What Deployment Actually Looks Like on the Ground

Having deployed customer-facing AI in live operating environments, I can share that it’s a more deliberate process than the announcements tend to suggest. It’s capital-intensive. It requires clean accurate data and a solid data strategy.  It requires serious integration work. It needs human oversight in production for an extended period before you can rely on it at scale. The gains are real, but they tend to compound gradually rather than arrive all at once.

In many cases, what I suspect is happening is more nuanced. AI is handling a portion of what certain roles did. The rest is being redistributed to remaining staff, managed differently or just plain eliminated. That’s still valuable progress. It just doesn’t quite look like the clean efficiency story being told to investors.

What I Actually Believe About AI and Work

  • AI is more of a force multiplier than a replacement. The organizations I see doing this well aren’t cutting staff to fund AI deployment. They’re using AI to help existing staff do more of what people do best, which is judgment, relationships, and handling complexity. In the drive-thru space, for example, voice AI done well doesn’t eliminate the team member. It frees them to focus on speed, accuracy, and the guest experience. Throughput improves. Labor gets redeployed rather than eliminated.

  • The loudest claims often come from the lightest deployments. In my experience, there’s an inverse relationship between how confidently a company talks about AI replacing workers and how much production AI they’ve actually deployed. Operators running this technology every day tend to be more measured, because they understand the real costs and the genuine complexity involved.

  • Some of what’s being called AI-driven restructuring may really be a business performance story.
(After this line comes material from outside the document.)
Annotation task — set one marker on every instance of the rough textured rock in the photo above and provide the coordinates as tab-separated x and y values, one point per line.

When layoffs are misattributed to AI, markets can simultaneously overestimate near-term AI disruption and underestimate the real economic pressures at play. That’s a distortion that tends to correct itself over time.

Final Thoughts

The real AI transformation is genuinely underway. It’s creating efficiencies that will keep compounding. In time, the impact on how work gets organized will be substantial and some roles will meaningfully change.

But the leaders building that future are the ones deploying carefully, measuring honestly, and thinking about their people as the multiplier rather than the variable to eliminate. The technology is the lever. The people are still the engine.